When the days get shorter, some of us begin to feel gloomy. If that feeling deepens into a depression that interferes with your daily life, you may have seasonal affective disorder.
Seasonal affective disorder, or SAD, is a depression that may begin almost any time in the fall. For some people it begins when the summer months are over, and for others it may not start until daylight savings time ends in early November.
It also tends to recur every year, or most years. “When working with patients, this may be their first presentation for a mood problem, but when they look back retrospectively it becomes very apparent that around the same time each year as the light begins to diminish, their [symptoms] escalate,” says Alan Schwartz, PsyD, the director of behavioral health integration at Christiana Care Health System in Delaware.
Besides depression, SAD can also include other symptoms that don’t seem to be directly related to your mood. Besides feeling sad or having low energy, some people with the condition gain weight or crave carbohydrates during the colder months. Some experience sleep problems, for example, sleeping more than usual and having a very difficult time waking up each morning.
Very mild symptoms may not require treatment, aside from making sure to get exercise, good nutrition and full nights of sleep. But you should see a professional if the symptoms are interfering with your daily life. For example, if you can’t make it to work on time because of trouble waking up, or if you drop exercise or socializing out of your schedule because you’re low on energy, it’s time to seek help.
Your primary care physician is a good place to start, says Dr. Schwartz, to rule out other conditions that could cause fatigue and other symptoms. If you do have SAD, you’ll probably be referred to a mental health provider. Here are the 3 most common and effective types of treatments for SAD.
Light therapy, or phototherapy, is considered the first line-treatment for SAD. Exposing yourself to bright light in the morning can counteract the effect the darkness has on your brain.

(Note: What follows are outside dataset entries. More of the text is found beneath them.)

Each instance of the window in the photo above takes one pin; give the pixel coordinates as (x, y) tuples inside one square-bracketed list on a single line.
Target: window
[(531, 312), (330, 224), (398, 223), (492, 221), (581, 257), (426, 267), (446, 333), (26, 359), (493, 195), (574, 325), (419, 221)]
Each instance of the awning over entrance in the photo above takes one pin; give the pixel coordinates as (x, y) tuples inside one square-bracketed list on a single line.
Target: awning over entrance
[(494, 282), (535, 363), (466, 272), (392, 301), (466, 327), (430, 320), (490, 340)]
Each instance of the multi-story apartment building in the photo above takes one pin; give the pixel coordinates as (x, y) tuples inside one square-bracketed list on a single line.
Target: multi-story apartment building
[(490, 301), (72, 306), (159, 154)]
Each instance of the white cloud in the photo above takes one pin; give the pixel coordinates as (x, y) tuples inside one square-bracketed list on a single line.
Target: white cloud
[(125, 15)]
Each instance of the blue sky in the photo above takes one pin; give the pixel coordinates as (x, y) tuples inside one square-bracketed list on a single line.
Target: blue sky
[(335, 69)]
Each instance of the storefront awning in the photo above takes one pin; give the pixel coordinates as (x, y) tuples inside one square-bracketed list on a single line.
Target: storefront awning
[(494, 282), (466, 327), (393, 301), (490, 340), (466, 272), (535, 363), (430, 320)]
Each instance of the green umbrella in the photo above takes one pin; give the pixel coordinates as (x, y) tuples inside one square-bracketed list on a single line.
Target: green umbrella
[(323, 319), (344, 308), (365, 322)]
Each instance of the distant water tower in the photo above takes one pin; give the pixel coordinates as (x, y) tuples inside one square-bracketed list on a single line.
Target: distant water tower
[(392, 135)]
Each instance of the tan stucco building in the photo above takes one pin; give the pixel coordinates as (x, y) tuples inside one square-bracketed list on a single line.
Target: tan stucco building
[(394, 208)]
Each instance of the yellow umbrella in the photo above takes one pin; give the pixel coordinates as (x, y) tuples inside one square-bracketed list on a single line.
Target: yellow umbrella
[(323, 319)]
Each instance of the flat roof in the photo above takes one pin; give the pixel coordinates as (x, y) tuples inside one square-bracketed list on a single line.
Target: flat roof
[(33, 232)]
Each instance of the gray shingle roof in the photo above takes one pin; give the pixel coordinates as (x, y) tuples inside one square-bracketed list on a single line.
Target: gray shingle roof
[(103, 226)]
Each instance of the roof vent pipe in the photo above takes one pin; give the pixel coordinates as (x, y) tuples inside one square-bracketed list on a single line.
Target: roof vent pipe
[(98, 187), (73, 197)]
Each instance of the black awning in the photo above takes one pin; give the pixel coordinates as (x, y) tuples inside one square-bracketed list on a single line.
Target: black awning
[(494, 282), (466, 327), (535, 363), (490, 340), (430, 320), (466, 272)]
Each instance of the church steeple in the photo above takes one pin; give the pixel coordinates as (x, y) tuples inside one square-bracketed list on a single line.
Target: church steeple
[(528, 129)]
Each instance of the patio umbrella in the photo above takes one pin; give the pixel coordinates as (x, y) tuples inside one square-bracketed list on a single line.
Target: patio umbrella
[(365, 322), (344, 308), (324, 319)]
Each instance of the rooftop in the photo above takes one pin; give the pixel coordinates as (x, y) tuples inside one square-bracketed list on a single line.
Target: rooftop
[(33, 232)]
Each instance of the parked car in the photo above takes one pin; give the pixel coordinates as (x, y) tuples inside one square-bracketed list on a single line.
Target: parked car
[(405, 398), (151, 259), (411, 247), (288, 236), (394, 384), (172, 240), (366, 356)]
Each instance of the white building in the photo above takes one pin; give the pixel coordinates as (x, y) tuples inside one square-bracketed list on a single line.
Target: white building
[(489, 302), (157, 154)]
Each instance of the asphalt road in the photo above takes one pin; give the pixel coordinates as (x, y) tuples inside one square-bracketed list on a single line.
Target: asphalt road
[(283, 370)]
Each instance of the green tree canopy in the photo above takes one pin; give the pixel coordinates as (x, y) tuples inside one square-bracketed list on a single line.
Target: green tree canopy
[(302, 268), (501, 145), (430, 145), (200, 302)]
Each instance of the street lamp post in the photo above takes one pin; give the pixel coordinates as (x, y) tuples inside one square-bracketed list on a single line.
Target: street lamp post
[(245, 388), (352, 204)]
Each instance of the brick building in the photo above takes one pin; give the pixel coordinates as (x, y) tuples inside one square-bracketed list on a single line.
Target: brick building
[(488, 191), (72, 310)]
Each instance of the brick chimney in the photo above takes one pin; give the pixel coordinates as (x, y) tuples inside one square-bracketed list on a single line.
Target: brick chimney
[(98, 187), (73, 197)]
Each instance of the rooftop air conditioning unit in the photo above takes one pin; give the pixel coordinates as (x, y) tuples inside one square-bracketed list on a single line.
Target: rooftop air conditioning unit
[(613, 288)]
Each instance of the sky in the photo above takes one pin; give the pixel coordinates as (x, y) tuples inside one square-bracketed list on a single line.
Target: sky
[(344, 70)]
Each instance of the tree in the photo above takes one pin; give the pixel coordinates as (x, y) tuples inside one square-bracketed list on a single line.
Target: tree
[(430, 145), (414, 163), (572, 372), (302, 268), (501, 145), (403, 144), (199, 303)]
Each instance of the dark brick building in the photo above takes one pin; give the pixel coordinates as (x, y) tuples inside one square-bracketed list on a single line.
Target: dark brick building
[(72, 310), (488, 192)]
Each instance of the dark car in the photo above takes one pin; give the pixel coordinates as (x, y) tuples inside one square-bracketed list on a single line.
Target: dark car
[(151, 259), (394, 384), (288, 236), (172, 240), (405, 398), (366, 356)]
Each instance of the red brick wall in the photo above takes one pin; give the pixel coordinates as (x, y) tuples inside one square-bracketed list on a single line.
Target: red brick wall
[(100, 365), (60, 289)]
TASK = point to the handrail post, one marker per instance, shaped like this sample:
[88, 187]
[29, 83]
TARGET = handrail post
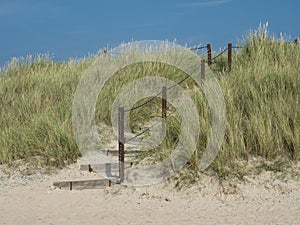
[229, 56]
[121, 140]
[202, 69]
[209, 62]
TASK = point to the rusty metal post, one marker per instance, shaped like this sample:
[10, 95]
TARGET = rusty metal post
[202, 69]
[229, 56]
[164, 103]
[208, 54]
[121, 140]
[164, 107]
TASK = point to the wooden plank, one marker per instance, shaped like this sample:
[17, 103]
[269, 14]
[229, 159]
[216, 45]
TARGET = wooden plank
[127, 152]
[83, 184]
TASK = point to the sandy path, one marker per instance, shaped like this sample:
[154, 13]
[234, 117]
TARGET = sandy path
[261, 200]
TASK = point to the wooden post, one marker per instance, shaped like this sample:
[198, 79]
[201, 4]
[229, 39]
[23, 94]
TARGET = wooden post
[208, 54]
[121, 144]
[229, 56]
[202, 69]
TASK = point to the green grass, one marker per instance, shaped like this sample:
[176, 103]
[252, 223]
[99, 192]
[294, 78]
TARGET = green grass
[261, 92]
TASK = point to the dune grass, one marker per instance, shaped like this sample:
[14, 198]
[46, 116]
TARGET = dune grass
[261, 92]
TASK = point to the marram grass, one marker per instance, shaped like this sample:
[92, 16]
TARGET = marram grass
[261, 93]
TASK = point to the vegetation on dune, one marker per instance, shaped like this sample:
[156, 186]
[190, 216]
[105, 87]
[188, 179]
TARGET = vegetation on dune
[261, 92]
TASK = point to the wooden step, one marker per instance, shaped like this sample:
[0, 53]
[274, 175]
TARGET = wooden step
[84, 184]
[106, 167]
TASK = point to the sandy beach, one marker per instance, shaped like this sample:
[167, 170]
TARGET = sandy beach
[261, 199]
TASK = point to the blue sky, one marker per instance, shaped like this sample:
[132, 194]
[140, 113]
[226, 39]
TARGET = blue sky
[74, 28]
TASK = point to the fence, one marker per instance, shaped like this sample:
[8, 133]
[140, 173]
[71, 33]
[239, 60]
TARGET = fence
[121, 136]
[211, 60]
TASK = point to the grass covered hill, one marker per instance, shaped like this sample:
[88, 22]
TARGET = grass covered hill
[262, 98]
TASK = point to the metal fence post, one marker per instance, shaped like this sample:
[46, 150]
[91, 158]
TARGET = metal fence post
[229, 56]
[164, 103]
[208, 54]
[202, 69]
[121, 140]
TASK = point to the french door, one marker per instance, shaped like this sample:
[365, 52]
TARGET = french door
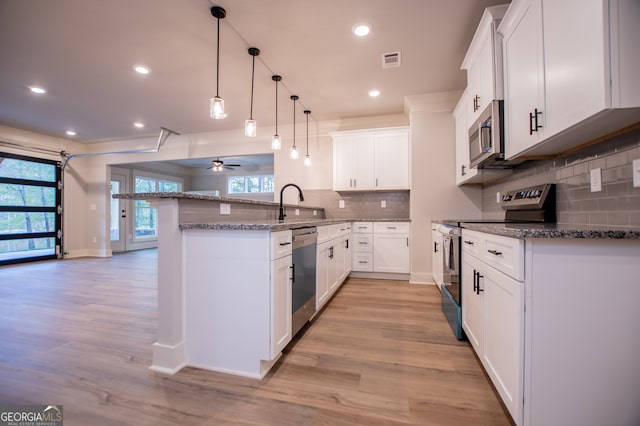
[30, 209]
[118, 213]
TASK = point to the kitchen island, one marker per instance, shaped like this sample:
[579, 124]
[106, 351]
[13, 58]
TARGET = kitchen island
[224, 290]
[551, 311]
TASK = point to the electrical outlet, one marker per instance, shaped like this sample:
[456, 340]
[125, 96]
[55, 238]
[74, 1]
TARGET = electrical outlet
[596, 180]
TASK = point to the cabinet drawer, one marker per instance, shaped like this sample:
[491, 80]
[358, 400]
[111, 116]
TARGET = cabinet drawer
[363, 243]
[471, 242]
[362, 227]
[362, 262]
[280, 244]
[391, 227]
[505, 254]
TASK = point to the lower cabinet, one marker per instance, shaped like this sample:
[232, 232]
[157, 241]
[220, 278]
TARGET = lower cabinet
[281, 304]
[333, 260]
[493, 319]
[391, 247]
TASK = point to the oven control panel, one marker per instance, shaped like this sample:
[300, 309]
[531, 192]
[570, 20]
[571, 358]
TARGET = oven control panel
[529, 198]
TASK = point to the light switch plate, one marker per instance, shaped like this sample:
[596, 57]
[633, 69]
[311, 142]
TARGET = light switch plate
[596, 180]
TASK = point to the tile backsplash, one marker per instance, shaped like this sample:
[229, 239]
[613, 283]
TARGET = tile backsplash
[616, 205]
[362, 205]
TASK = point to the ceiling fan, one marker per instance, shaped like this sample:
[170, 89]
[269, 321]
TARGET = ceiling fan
[218, 165]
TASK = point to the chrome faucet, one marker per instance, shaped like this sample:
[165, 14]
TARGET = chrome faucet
[300, 196]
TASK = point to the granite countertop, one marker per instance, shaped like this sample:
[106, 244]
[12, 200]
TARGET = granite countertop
[275, 225]
[521, 230]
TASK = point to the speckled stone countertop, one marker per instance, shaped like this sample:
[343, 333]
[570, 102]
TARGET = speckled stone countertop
[195, 196]
[275, 225]
[516, 230]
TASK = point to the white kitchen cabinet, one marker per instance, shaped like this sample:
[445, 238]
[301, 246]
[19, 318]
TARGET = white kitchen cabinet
[362, 247]
[569, 72]
[366, 160]
[555, 332]
[437, 259]
[391, 247]
[483, 63]
[333, 261]
[493, 315]
[281, 304]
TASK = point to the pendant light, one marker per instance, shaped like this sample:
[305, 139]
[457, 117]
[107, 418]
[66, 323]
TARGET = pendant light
[294, 151]
[307, 159]
[250, 124]
[276, 143]
[216, 104]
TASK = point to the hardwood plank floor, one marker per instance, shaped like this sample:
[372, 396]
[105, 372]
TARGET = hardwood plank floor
[79, 333]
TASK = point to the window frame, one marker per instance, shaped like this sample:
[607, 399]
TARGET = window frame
[56, 209]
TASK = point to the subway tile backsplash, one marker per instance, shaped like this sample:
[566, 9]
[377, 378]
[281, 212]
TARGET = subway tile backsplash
[617, 205]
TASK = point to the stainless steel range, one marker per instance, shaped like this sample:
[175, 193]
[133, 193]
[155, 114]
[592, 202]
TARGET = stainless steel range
[535, 204]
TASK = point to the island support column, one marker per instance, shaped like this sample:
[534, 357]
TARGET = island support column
[168, 351]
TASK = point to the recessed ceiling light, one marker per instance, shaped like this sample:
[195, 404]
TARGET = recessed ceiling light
[38, 90]
[141, 69]
[361, 30]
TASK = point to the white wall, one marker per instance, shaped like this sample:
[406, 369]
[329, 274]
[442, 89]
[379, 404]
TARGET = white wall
[434, 194]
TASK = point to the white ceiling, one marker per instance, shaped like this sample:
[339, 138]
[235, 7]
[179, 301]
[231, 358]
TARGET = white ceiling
[83, 52]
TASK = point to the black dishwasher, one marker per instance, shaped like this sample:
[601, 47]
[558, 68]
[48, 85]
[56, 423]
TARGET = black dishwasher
[303, 287]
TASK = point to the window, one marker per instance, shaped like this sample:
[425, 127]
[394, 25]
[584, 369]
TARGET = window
[30, 218]
[146, 217]
[249, 184]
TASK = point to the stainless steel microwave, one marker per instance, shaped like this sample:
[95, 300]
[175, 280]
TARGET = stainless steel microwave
[486, 138]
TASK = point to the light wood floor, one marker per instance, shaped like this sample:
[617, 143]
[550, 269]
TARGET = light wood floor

Light therapy takes the form of a cool white light fixture, in a device that looks like a TV screen that produces intense white light instead of a picture. To use the device, you set it up near your face — for example, on your kitchen table as you are eating breakfast — and allow yourself to be exposed to the light for the amount of time your provider recommends. This could be anywhere from 30 minutes to a 3-hour session each morning. The main downside to this treatment, for many people, is simply finding the time.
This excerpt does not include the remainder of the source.